``Dad, can I take the car to work?'' ``I cleaned the bathroom last week -- it's her turn!
``But why can't I stay out after midnight? All the other kids can!''
When children turn into teen-agers, parents are apt to feel challenged by the number of new situations that must be addressed. Since adolescence is the time when youngsters pull away from Mom and Dad, their craving for independence is natural and normal. But parents must continue to watch over their teen-agers, to set limits and withstand pressure, while at the same time letting a child test his wings with more freedom and responsibility.
It's a delicate balance, and most of us aren't quite sure how to handle this new role or what rules and regulations are appropriate.
Some families can talk it out by simply sitting around the kitchen table, discussing pros and cons, and reaching a decision that is pleasing to everyone. Other families can't discuss things well together, especially during these touchy years. Teens sometimes can be close-mouthed and defensive, parents too quick to jump to conclusions. And oral communication can be misunderstood as well.

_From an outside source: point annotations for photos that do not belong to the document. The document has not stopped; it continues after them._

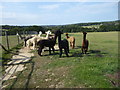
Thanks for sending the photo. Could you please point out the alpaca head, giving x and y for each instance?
(40, 32)
(66, 34)
(58, 33)
(84, 33)
(48, 32)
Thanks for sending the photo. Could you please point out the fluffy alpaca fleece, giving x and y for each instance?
(37, 38)
(85, 43)
(71, 40)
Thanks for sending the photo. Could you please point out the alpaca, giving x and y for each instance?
(35, 39)
(71, 40)
(85, 43)
(46, 43)
(24, 38)
(62, 44)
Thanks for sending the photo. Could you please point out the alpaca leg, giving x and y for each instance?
(60, 52)
(73, 44)
(67, 47)
(49, 50)
(40, 51)
(70, 44)
(86, 50)
(82, 50)
(66, 52)
(34, 45)
(53, 49)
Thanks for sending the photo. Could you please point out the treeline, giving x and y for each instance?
(88, 27)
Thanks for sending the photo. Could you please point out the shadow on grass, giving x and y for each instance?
(28, 77)
(77, 54)
(96, 53)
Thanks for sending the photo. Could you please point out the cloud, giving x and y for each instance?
(60, 0)
(54, 6)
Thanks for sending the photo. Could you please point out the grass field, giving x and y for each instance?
(13, 42)
(96, 69)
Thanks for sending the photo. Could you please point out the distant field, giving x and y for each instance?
(91, 26)
(13, 41)
(96, 69)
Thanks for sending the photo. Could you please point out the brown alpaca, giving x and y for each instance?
(71, 40)
(85, 43)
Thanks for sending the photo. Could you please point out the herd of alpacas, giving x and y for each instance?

For these reasons, many parents have found that drawing up a contract -- stating everything in unmistakable terms -- is a workable way to handle potential conflicts. Teens like a contract, too, because it gives them a chance to negotiate and add their input. Once terms have been discussed and decided upon, everything is written down and signed by both parents and adolescent. As in the real world, if one party defaults by not living up to the agreement, the contract is null and void (penalties should be spelled out clearly). And no one can claim misunderstanding or ignorance, since the terms and signatures are there for everyone to see.
We used the contract idea when our eldest applied for his driver's license. Like most parents we were hesitant about giving him the car, but we also wanted to encourage growth and responsibility.